Smart City is an Internet and telecommunications provider that offers Wi-Fi services to exhibitors and visitors at convention centers and large events. The FCC initiated an investigation in late June 2014 after receiving an informal complaint from a Smart City competitor – a company providing equipment that permits users to establish hotspots as an alternative to venue-based broadband providers. The FCC’s investigation revealed that Smart City automatically sent deauthentication information to prevent Wi-Fi users’ devices seeking to utilize hotspots independent of Smart City’s network, finding this to be a violation of Section 333 of the Communications Act. These blocking actions took place at several venues. Further, the FCC found no evidence that the actions were at all related to network security or other reasonable network management practices, which potentially would have justified them.

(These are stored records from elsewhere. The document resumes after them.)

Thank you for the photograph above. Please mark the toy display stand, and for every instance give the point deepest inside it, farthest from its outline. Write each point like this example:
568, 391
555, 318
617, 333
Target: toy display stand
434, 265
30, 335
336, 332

This recent action is further proof that Wi-Fi blocking remains an enforcement focus for the FCC. Smart City’s consent decree provisions track closely to those imposed against Marriott late last year: penalty in excess of half-a-million dollars, 3-year compliance plan, admission of liability, and the immediate cessation of all Wi-Fi blocking activities. The FCC used the occasion to remind the public of its January 2015 Enforcement Advisory putting companies on notice that Wi-Fi blocking, like blocking of any authorized wireless communication, is a violation of the Communications Act. In the news release for the Smart City settlement, Enforcement Bureau Chief, Travis LeBlanc, issued a warning to all persons and companies using technologies to block Wi-Fi connections that such actions “are patently unlawful.” It will be interesting to monitor this space to determine whether the Commission has related enforcement actions in the pipeline, given that less than a year has passed since the Marriott consent decree was issued.